During Vulkan Lives, Curze is torturing Vulkan for a very long time, eclipsing in the labyrinth where Vulkan teleports directly into Macragge orbit and burns up. Yet in Unremembered Empire the Lion pops out of a long stint lost in the warp, chasing Curze through the bowls of his ship. So what's happened here? It seems Curze was torturing Vulkan and fighting him in the labyrinth at the same time he's supposed to lurking in the bowls of the Lion's ship?

Note: I'm only halfway into Unremembered Empire.


----------



## Gret79 (May 11, 2012)

I think (I may be wrong) the beneath covers that.

_Shadows of Treachery_ (Anthology), "Prince of Crows" by Aaron Dembski-Bowden, pp. 130-187

If I'm wrong, hopefully someone will correct me and you'll get your answer regardless


----------



## Doelago (Nov 29, 2009)

I recall reading somewhere that there was about a year in between Vulkan teleporting and appearing in the orbit of Macragge. No idea where I read this though. :scratchhead:

*Edit*: Found in The Unremembered Empire. So the timeline goes _Vulkan Lives_ -> _Prince of Crows_ -> _Unremembered Empire_.
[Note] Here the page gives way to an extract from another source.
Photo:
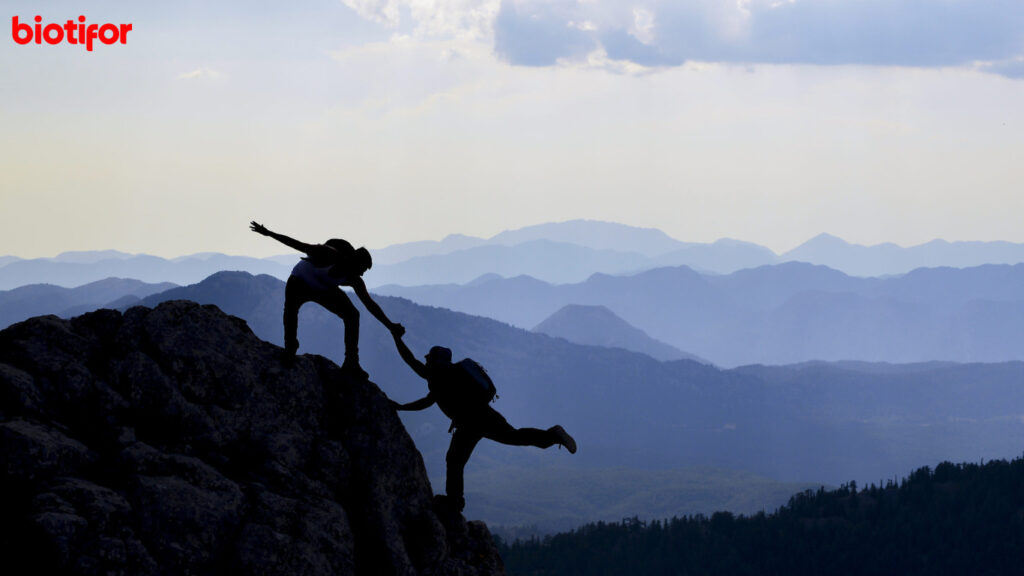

“But Vulkan is here? He is here on Macragge?’
‘So I am informed. His arrival has been foreseen. He vanished by teleport into the aether more than a solar year ago, and was presumed lost – but I understand that the strange properties of the Pharos have brought him here, across the void.”


----------



## Words_of_Truth (Sep 20, 2007)

Vulkan doesn't immediately reappear next to Macragge, he travels through the warp and we know how time works in relation to the warp. If you recall Curze even says to Vulkan he may go and messed about with the Dark Angels, so after Vulkan escapes that's exactly what he does.


----------